Thank you @Mahdi. I'd also appreciate a comment on the downvote. Someone downvoted the accepted answer as well. Clearly these answers are not incorrect nor inaccurate. It's pretty mean spirited in my view to downvote without giving some sort of reason/feedback.
Regarding the answer itself, I work with dates and times a lot and I personally prefer to use the DateTime family of classes (DateTimeZone, DateInterval, DatePeriod etc.) because it provides some good functionality and flexibility. That said, there's nothing wrong with strtotime functions either - it's simply a matter of utility and desired functionality.
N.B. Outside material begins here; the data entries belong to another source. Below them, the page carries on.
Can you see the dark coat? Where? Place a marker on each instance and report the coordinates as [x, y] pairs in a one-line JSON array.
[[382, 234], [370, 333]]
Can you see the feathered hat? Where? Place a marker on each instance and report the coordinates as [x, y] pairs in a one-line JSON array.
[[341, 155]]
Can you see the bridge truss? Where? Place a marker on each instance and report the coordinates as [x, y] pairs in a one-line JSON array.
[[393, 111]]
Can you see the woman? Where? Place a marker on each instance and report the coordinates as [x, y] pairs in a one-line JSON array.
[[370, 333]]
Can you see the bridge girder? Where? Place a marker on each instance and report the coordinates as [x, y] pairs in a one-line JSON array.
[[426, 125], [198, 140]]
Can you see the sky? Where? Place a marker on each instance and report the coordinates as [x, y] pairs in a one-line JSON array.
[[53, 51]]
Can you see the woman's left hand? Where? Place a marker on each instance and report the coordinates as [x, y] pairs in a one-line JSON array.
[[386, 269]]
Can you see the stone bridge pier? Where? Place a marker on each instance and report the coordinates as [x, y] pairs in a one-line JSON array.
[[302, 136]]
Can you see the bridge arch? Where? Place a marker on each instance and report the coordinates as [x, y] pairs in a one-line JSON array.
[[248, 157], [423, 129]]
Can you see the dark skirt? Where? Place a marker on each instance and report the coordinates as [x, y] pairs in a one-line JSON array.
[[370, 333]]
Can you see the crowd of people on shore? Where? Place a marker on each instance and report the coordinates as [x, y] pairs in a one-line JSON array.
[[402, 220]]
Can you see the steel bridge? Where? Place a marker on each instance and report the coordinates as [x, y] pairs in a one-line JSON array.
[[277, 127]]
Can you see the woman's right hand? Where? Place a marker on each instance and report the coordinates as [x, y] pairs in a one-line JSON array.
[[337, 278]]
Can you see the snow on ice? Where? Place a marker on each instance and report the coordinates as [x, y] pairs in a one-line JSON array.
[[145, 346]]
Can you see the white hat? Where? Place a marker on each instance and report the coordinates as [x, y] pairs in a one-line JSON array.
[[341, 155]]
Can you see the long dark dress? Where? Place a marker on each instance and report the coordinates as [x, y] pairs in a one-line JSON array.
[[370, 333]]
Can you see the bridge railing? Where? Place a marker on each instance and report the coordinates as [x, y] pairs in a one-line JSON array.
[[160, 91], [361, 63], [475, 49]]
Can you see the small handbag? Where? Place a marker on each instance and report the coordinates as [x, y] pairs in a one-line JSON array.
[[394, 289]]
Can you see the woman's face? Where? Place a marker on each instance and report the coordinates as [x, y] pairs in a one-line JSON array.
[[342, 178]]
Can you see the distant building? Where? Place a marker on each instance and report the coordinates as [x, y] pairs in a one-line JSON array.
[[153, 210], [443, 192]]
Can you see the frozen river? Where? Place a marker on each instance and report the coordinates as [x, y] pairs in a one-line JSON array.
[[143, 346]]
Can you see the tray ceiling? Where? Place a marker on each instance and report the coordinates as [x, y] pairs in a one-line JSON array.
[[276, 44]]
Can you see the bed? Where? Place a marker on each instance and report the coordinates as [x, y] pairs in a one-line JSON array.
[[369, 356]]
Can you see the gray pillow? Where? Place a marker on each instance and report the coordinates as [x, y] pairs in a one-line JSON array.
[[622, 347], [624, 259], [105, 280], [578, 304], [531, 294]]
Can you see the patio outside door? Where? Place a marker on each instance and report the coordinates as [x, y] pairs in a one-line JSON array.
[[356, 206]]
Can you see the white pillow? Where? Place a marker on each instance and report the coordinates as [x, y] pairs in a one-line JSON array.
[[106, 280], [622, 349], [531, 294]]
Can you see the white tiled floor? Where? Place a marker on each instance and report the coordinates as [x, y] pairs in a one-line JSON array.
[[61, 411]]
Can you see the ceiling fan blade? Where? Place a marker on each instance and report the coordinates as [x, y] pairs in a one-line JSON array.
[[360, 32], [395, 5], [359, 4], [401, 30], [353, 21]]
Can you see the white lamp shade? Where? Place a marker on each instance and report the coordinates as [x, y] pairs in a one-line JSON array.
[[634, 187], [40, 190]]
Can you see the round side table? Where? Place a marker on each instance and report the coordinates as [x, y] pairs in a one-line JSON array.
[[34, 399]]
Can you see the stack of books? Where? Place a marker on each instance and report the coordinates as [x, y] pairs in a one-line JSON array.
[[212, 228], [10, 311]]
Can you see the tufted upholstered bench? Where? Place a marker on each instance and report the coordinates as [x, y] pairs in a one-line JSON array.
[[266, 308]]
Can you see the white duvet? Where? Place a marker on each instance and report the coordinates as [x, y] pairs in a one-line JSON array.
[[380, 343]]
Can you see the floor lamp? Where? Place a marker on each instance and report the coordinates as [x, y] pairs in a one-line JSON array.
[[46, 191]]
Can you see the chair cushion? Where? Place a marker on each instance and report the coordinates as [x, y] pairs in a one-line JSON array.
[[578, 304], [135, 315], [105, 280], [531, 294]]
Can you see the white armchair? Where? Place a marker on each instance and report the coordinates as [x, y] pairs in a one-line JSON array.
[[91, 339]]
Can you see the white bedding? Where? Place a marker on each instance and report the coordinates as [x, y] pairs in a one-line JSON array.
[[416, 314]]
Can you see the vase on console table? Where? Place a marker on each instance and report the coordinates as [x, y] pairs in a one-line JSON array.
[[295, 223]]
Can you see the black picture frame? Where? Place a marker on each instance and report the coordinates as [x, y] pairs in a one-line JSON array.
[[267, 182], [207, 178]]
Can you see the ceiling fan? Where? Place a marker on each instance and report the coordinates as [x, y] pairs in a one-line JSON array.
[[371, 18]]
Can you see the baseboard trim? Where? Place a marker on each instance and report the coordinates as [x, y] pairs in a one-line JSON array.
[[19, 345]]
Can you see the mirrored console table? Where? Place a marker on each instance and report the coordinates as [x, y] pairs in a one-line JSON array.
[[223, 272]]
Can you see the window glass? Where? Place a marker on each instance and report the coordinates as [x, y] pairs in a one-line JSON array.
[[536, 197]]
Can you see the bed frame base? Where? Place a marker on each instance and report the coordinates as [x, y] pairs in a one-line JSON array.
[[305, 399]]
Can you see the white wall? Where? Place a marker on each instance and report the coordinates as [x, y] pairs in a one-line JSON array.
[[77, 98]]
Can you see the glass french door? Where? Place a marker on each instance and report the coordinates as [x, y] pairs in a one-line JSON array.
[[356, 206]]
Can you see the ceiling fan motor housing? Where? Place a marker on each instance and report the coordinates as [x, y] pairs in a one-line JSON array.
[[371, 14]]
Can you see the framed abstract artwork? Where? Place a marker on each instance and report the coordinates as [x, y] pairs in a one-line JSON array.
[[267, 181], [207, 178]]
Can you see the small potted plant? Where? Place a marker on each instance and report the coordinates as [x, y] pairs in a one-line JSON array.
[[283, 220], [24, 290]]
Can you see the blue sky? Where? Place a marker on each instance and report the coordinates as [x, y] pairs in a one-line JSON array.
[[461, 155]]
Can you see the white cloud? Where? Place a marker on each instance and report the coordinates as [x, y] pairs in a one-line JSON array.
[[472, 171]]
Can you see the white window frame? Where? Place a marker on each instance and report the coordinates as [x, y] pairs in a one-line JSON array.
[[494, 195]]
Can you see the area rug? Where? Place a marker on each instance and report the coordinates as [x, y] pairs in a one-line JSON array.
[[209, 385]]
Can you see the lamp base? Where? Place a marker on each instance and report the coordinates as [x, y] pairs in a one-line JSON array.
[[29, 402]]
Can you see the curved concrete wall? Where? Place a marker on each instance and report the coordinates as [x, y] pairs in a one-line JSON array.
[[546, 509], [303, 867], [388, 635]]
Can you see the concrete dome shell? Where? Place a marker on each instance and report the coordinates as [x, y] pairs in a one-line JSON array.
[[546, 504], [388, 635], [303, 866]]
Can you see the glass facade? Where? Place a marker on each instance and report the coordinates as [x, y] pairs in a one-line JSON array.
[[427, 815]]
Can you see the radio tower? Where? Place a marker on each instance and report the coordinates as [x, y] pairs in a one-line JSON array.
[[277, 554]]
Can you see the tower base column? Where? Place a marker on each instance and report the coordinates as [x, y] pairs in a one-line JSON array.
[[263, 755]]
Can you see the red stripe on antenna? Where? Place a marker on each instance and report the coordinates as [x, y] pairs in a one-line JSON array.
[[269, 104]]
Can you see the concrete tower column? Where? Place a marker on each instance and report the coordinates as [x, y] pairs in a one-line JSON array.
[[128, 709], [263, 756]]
I specifically used createFromFormat in this case because of the unusual format (Y/m/d, is like ISO8601 except it uses slashes) and explicitly defining the input format would minimise possible errors.
Yeah, I'm not sure what's going on with the down voting around here... both of the correct answers (this and mine) were down voted, which doesn't make any sense to me at all.
0

You could use strtotime() to convert it into an UNIX timestamp.

E.g.:

$my_date = strtotime('2013/12/22');
$my_time = strtotime('12:50 PM');

Full date + time timestamp

$timestamp = strtotime('2013/12/22 12:50 PM');

More info: http://php.net/manual/en/function.strtotime.php

11 Comments

but how do I get the whole date in one timestamp?
@AlejandroCasas like this strtotime('2013/12/22 12:50 PM');
@mahdi why do you accept another answer that is the same as mine and posted minutes later and accept that?
Your original answer was wrong. Your edited answer is closer but still does not show the OP how to put his two variables together in to one string and then convert. The accepted answer provides the exact code to address the OP's problem.
@edwardmp I guess you're a little bit confused. This is not my question, or maybe you meant AlejandroCasas instead of me?